1923-1947 arası Filistin savaşı dönemi, 1948 Savaşı, Altı Gün Savaşı, Yom Kipur Savaşı, 1978-1982-2006 İsrail-Lübnan savaşları, Birinci ve İkinci intifadalar, son 20 yıldır sayısız kez cereyan eden Gazze-İsrail çatışmaları gibi başlıca olayları konu alan askeri stratejiler İsrail’in beklediği iç ve dış tehditlere göre şekillenmekte. 1948-1980 arası Mısır, Ürdün, Lübnan ve Irak İsrail’in milli güvenliğine askeri olarak ciddi tehlike arz eden ülkeler olarak sınıflandırılırken, 2000’li yılların başında ise Suriye, İran ve Sudan aksı İsrail milli güvenliğine tehdit olabilecek dış güçleri oluşturuyordu. 1967 Savaşı’ndan sonra ortaya çıkan Filistin Kurtuluş Örgütü (FKÖ) ve Filistin direnişi, 1980’lerden itibaren Filistin’de İslami direnişin de büyük kitlelere ulaşmasıyla İsrail’in sınırlarına sızabilen iç tehdit unsurları olarak sınıflandırılmıştır.

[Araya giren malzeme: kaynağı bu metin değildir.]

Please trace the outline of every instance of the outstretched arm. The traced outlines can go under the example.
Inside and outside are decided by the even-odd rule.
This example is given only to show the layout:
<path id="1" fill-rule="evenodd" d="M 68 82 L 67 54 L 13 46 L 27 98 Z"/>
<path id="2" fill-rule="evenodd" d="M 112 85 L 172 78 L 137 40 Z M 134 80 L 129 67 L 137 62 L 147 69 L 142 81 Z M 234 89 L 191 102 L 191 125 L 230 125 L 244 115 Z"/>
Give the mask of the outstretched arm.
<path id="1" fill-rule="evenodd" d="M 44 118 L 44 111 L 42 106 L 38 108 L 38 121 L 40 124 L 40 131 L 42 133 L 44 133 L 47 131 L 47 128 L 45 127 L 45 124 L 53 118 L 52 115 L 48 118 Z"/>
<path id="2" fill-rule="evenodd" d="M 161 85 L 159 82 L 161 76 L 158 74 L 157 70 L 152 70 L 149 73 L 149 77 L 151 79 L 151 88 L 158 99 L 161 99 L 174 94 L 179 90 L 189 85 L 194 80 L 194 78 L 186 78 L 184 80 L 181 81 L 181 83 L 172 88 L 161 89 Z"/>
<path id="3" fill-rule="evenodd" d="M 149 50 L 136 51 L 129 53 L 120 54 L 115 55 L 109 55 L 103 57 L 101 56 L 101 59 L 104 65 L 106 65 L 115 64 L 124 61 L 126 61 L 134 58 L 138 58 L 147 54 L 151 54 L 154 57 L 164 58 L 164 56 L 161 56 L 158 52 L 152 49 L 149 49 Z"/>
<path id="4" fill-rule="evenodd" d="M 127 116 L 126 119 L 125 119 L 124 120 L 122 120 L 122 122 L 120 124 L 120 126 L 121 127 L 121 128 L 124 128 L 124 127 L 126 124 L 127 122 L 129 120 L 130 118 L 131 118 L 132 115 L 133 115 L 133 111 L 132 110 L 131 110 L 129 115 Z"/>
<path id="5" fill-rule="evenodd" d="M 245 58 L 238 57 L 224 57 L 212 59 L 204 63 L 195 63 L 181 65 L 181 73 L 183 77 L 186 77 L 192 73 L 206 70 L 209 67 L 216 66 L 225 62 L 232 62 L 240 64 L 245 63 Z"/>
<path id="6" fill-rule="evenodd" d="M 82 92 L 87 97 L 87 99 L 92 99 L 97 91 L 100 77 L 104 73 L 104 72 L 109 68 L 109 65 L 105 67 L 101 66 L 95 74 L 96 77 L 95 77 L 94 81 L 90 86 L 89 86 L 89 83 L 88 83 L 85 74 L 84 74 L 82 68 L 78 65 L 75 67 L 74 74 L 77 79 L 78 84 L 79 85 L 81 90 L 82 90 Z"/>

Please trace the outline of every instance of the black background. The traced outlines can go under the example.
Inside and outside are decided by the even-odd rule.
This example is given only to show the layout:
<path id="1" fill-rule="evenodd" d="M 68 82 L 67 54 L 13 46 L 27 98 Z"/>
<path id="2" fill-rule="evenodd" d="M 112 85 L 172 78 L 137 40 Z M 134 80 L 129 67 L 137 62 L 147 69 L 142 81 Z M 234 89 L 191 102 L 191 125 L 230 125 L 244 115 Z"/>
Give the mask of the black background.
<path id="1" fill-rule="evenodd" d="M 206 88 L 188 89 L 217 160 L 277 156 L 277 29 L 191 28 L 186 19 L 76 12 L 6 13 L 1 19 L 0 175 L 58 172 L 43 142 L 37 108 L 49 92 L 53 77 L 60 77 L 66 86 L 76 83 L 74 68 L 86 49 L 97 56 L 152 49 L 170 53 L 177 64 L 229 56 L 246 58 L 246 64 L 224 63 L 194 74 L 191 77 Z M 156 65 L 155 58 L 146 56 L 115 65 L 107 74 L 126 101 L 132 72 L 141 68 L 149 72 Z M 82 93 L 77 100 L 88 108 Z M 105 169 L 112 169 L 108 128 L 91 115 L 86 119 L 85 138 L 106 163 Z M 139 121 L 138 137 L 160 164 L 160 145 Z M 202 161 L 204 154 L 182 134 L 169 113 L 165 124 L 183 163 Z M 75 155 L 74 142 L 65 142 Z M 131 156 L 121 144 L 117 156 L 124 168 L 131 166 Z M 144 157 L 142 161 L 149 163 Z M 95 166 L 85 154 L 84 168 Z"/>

İkinci milenyumdan sonra İsrail ile örgüt düzeyinde çatışan Hizbullah, İslami Cihad ve Hamas İsrail tarafından terör örgütü olarak ilan edilirken devlet-altı tehditler olarak sınıflandırılabilirler. Ayrıca yine 2000’li yıllardan sonra siber savaşın da milli güvenlik algısının askeri kanadında yer aldığını, İran-İsrail ve Hamas-İsrail arasında yaşanan siber çatışmaların bir dördüncü askeri tehdit kategorisi olduğunu söyleyebiliriz. Bu ana akım örneklere ek olarak Arap Birliği’ne mensup tüm Arap devletleri, İran’ın bölgede etkisini artırdığı 2000 sonrası döneme kadar İsrail için potansiyel bir askeri tehdit iken İsrail’in, Bahreyn, Kuveyt, BAE ve Suudi Arabistan’ın İran tehlikesini müşterek bir sorun olarak ele almaya başlamaları İsrail için diplomatik hamlenin kapılarını açmıştır. Kısacası 1994 Oslo Anlaşması ve ABD’nin 2003 Irak operasyonu öncesine kadar Arap devletlerinin ağırlıklı olarak tehdit skalasında üst sıralarda yer alması, Lübnan’da bulunan Hizbullah ve İran’ın İsrail tarafından daha büyük bir tehdit unsuru olarak sınıflandırılmasının ardından Arap devletleri, yıllar içerisinde, potansiyel birer ortak pozisyonuna doğru evrilmişlerdir.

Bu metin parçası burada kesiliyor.